Я придумывал посетителям кафе запутанные истории.

Вот женщина с глубоким декольте, сидящая за угловым столиком в клубах густого дыма. Губы ее горько поджаты, она курит в одиночестве, и уже в третий раз в течение часа – если судить по большим часам на стене над стойкой – она наведывается в туалет, возвращается и сидит перед сиротливой чашкой, курит сигарету за сигаретой, вставляя их в коричневый мундштук, и украдкой поглядывает на смуглого человека в пальто, что сидит у самой вешалки. Как-то она даже встала, подошла к человеку в пальто, наклонилась к нему и что-то коротко произнесла, в ответ он лишь слегка наклонил голову, а она вернулась на свое место и снова принялась дымить. Как же много возможностей для истолкования этой сцены. До чего же богат – до головокружения – калейдоскоп сюжетов и историй, которые можно сложить из этих осколков! А она, возможно, просто попросила у человека в пальто газету, когда он закончит ее читать.
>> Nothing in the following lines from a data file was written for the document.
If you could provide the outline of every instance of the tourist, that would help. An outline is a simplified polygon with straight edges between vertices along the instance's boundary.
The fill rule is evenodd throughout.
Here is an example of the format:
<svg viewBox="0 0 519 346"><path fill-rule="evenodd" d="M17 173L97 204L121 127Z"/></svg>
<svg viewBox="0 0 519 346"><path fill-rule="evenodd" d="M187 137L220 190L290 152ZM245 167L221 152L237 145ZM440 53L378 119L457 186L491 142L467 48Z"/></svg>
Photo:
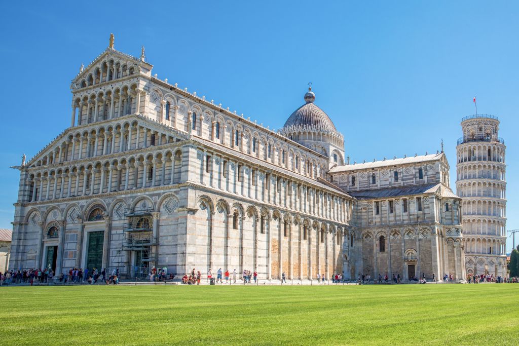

Глаза мои тщетно пытались не смотреть на роскошный бюст курильщицы, но стоило мне зажмуриться, как грудь ее оказывалась передо мной вплотную, я ощущал ее тепло, погружал в нее лицо. Коленки у меня начинали подрагивать. Эта женщина наверняка ждет возлюбленного, забывшего о свидании, вот почему она в отчаянии все курит и курит, снова и снова заказывает кофе – чтобы превозмочь рыдания, сдавливающие ей горло. Время от времени она исчезает в дамской комнате, чтобы под слоем пудры скрыть следы слез…

А вот человеку в пальто официант подает сейчас рюмочку ликера, чтобы заглушил тот свое горе: его жена сбежала с молодым любовником. Быть может, жена и любовник плывут прямо сейчас на роскошном корабле, танцуют, прижавшись друг к другу, в свете луны. Мечтательная музыка (такую слышал я в кинотеатре “Эдисон”) обволакивает танцующих, которые держат путь в самые фешенебельные, самые развратные в мире края – в Санкт-Мориц, или Сан-Марино, или Сан-Франциско, или Сан-Паулу, или Сан-Суси.